A Berlino è in corso fino a domani 9 settembre quella che viene considerata la più grande fiera mondiale del tech (elettronica di consumo ed elettrodomestici), Ifa 2025. Una delle più autorevoli newsletter del settore in Italia, Bianco&Bruno news, ha fatto notare “quanto la presenza cinese sia pervasiva, quest’anno ancora più del 2024. Cinesi che producono, cinesi che distribuiscono, cinesi che fotografano, cinesi che comprano. Non è un giudizio di merito, bensì un semplice fermo immagine. Loro hanno vinto e noi europei, vecchi e imbolsiti, stiamo perdendo”.
Una fotografia che valutiamo con attenzione e che, senza tanti voli pindarici, ci sentiamo di trasferire come canovaccio per diverse tipologie di comportamenti economici e politici… pur essendo noi agli antipodi del regime cinese.

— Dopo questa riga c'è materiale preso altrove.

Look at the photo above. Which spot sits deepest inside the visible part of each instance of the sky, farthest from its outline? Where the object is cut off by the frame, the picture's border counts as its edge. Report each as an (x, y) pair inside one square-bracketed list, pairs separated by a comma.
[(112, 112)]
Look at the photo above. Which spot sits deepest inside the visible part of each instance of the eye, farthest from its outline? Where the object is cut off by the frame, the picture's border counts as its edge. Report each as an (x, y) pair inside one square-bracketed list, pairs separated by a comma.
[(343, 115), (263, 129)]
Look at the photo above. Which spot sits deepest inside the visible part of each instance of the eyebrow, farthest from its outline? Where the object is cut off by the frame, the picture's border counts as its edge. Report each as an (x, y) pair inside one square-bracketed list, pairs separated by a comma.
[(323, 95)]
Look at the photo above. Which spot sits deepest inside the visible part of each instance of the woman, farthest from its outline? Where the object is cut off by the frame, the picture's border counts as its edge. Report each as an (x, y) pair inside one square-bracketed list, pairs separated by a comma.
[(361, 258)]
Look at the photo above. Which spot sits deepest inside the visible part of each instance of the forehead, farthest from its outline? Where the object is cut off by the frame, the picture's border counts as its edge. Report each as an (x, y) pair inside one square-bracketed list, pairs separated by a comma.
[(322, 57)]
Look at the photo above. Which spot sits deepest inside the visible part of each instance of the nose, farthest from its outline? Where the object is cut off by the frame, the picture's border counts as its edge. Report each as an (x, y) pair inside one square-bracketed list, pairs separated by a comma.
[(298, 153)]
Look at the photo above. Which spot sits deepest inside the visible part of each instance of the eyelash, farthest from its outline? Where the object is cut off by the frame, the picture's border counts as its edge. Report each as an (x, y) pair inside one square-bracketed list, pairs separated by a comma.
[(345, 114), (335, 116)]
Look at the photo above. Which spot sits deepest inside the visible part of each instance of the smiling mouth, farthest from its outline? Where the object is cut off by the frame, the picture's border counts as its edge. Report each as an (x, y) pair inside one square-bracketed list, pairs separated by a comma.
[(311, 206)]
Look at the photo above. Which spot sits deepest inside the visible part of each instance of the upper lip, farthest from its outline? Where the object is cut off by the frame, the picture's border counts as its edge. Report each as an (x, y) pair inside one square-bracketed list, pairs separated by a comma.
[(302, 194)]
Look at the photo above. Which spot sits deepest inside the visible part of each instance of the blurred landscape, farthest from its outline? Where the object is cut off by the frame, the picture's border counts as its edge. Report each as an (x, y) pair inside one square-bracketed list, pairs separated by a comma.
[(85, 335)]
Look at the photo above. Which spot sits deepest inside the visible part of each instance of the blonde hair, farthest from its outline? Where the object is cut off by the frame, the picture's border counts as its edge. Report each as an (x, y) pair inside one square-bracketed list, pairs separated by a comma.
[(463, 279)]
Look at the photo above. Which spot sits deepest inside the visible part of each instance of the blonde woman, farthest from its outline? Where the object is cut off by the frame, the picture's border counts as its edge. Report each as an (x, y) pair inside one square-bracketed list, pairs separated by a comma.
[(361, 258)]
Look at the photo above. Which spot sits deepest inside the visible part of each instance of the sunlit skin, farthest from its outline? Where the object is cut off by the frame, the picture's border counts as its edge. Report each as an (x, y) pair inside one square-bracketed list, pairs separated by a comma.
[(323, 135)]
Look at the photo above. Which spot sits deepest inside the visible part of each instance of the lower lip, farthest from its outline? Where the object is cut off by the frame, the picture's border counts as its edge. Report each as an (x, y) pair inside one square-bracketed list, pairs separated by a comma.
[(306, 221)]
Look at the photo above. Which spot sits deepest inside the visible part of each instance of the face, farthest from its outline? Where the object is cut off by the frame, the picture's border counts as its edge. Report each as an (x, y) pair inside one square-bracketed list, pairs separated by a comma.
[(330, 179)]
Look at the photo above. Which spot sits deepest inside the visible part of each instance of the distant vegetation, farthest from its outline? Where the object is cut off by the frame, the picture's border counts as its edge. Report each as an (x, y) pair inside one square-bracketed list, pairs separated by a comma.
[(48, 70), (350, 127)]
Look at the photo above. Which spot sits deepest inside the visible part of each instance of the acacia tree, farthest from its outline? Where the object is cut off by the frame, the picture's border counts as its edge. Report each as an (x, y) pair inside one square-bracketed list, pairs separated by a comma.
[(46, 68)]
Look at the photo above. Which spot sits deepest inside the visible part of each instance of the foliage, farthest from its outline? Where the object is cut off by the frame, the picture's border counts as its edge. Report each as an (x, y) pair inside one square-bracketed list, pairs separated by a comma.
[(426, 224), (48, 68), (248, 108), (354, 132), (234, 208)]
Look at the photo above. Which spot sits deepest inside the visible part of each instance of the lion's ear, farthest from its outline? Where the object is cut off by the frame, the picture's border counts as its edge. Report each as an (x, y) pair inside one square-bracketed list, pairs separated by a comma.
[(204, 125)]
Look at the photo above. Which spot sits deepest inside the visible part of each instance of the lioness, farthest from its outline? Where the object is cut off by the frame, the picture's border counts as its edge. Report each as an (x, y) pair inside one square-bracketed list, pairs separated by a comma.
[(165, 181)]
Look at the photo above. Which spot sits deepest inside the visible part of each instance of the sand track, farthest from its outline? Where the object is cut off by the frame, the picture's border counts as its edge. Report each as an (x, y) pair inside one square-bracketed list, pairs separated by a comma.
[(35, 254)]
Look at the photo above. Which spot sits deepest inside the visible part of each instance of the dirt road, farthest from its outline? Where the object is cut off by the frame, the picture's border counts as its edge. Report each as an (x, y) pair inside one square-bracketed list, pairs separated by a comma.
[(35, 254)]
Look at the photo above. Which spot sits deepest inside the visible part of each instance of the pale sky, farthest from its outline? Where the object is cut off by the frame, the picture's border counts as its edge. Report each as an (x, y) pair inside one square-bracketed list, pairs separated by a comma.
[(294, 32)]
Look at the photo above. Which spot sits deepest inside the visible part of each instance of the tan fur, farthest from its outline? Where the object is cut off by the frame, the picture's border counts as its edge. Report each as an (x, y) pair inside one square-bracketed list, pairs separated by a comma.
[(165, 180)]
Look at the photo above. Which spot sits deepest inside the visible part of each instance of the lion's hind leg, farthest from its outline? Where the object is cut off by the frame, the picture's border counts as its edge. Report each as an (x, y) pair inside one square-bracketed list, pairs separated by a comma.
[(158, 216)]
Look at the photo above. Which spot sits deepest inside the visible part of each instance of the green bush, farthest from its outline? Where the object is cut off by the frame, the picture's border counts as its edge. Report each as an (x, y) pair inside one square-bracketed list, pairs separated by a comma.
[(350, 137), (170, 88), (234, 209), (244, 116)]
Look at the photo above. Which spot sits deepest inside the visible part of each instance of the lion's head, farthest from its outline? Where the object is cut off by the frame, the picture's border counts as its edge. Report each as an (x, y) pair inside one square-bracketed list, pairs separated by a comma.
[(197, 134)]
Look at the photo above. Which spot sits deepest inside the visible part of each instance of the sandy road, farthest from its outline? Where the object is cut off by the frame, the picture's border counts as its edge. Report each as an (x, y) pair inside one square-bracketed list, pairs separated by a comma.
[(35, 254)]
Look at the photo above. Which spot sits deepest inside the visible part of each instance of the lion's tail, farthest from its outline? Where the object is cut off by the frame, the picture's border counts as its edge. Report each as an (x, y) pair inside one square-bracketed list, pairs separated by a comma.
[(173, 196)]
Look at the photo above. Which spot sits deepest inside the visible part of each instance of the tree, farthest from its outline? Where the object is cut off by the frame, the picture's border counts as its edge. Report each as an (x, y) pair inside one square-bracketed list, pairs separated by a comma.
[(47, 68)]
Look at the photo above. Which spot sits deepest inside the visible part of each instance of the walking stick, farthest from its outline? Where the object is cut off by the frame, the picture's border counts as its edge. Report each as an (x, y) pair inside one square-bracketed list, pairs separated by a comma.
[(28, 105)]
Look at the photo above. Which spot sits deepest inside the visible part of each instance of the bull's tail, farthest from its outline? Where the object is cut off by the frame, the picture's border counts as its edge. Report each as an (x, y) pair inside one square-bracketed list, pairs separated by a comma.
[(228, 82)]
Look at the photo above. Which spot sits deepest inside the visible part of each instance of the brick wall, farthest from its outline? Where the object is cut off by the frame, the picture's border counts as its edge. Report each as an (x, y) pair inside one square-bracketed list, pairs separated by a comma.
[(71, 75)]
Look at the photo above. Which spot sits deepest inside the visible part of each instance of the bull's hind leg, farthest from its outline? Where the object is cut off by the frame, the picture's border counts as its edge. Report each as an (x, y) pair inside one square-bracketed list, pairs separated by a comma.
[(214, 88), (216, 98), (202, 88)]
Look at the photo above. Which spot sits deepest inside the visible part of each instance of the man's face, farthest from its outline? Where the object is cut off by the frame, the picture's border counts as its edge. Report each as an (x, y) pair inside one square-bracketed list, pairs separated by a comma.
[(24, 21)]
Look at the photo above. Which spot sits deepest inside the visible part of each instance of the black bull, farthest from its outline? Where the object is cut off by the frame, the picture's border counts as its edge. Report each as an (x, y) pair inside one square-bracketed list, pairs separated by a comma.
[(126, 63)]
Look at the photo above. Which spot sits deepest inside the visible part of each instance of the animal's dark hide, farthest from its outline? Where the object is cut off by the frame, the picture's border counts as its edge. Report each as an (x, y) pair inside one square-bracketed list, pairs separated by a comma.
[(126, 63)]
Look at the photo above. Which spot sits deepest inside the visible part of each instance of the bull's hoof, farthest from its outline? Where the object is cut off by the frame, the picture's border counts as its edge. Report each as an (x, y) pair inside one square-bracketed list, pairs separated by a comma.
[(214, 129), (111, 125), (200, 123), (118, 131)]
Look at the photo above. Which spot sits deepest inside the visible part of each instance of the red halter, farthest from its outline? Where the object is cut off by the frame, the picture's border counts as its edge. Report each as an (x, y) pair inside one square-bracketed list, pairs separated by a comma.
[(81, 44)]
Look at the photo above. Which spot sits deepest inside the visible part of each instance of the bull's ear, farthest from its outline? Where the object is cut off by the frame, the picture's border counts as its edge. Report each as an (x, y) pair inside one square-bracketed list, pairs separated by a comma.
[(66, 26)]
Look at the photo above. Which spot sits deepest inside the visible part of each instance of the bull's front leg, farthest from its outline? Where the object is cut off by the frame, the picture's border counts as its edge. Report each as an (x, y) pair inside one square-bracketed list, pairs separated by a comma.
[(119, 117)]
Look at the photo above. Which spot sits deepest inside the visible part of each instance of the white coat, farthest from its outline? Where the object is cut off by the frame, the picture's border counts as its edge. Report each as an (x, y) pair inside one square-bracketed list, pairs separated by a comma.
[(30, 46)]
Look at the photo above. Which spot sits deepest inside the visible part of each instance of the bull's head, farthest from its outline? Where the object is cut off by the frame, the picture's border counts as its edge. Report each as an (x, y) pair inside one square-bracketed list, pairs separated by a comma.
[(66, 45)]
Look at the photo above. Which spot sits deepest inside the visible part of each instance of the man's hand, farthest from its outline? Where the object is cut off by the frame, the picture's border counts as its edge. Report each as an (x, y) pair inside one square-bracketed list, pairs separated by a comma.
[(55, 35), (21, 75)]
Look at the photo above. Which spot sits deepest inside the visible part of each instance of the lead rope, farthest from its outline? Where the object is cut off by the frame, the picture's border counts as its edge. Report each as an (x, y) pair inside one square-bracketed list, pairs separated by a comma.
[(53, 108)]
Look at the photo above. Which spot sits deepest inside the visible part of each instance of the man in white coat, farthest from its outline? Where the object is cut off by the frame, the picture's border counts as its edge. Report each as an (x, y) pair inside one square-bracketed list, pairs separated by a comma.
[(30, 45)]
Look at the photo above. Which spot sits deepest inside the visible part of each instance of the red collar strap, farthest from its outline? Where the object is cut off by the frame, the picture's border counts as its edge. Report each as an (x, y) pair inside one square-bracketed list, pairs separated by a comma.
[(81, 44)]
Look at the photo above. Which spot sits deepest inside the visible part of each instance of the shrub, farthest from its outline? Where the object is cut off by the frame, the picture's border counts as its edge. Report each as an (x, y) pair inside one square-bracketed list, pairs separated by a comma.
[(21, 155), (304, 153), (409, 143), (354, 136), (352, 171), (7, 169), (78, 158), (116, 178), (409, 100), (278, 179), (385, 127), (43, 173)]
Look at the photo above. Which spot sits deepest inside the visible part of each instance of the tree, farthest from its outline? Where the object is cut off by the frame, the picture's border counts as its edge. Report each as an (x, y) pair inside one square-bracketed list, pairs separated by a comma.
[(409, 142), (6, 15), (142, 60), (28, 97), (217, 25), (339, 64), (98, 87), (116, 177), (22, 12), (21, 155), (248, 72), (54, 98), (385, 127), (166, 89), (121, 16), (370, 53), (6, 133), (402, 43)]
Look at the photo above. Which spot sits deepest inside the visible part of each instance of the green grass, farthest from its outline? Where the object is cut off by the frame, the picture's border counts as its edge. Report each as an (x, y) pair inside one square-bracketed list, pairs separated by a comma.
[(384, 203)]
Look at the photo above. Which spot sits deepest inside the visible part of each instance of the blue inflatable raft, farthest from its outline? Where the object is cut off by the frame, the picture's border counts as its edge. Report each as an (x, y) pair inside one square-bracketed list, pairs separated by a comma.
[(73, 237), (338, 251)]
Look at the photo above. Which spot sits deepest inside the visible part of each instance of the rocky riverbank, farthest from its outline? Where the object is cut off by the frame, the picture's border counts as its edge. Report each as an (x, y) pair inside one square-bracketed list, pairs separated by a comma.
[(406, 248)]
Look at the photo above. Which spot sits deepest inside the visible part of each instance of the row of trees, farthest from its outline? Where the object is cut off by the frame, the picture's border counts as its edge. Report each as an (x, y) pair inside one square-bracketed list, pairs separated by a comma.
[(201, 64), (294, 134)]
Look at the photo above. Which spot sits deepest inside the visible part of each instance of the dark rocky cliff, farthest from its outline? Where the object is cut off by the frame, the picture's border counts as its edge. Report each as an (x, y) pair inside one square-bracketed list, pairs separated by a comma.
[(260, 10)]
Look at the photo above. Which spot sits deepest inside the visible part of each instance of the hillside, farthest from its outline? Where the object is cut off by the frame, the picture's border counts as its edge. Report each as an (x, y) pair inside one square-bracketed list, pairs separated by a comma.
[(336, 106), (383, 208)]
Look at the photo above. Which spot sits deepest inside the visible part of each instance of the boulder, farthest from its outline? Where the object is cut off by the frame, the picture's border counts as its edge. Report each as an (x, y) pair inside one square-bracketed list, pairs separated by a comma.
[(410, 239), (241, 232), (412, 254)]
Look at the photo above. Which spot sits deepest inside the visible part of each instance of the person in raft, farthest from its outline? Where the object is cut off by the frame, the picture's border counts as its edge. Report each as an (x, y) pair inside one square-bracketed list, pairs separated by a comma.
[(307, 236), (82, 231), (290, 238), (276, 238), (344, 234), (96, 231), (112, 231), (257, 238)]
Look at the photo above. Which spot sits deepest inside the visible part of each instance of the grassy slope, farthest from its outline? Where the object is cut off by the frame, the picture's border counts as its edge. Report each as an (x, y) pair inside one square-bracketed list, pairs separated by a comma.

E’ la “filosofia” del fare. Dimostrare col fare, andando alla radice dello stesso fare. Che non è prerogativa di un regime politico o un altro, ma di un approccio alla vita che, considerandolo dal nostro punto di vista di liberisti e democratici, potrebbe essere molto utile per superare molti di quei “lacci e lacciuoli” tipici delle nostre burocrazie nazionali ed europee.
Con questo metodo i cinesi stanno conquistando molta dell’economia del Pianeta. Dobbiamo assistere impudenti, magari facendo spallucce, a questa pratica? Nella vita c’è sempre da imparare, da tutti. Anche solo osservando e traducendo per altri crismi.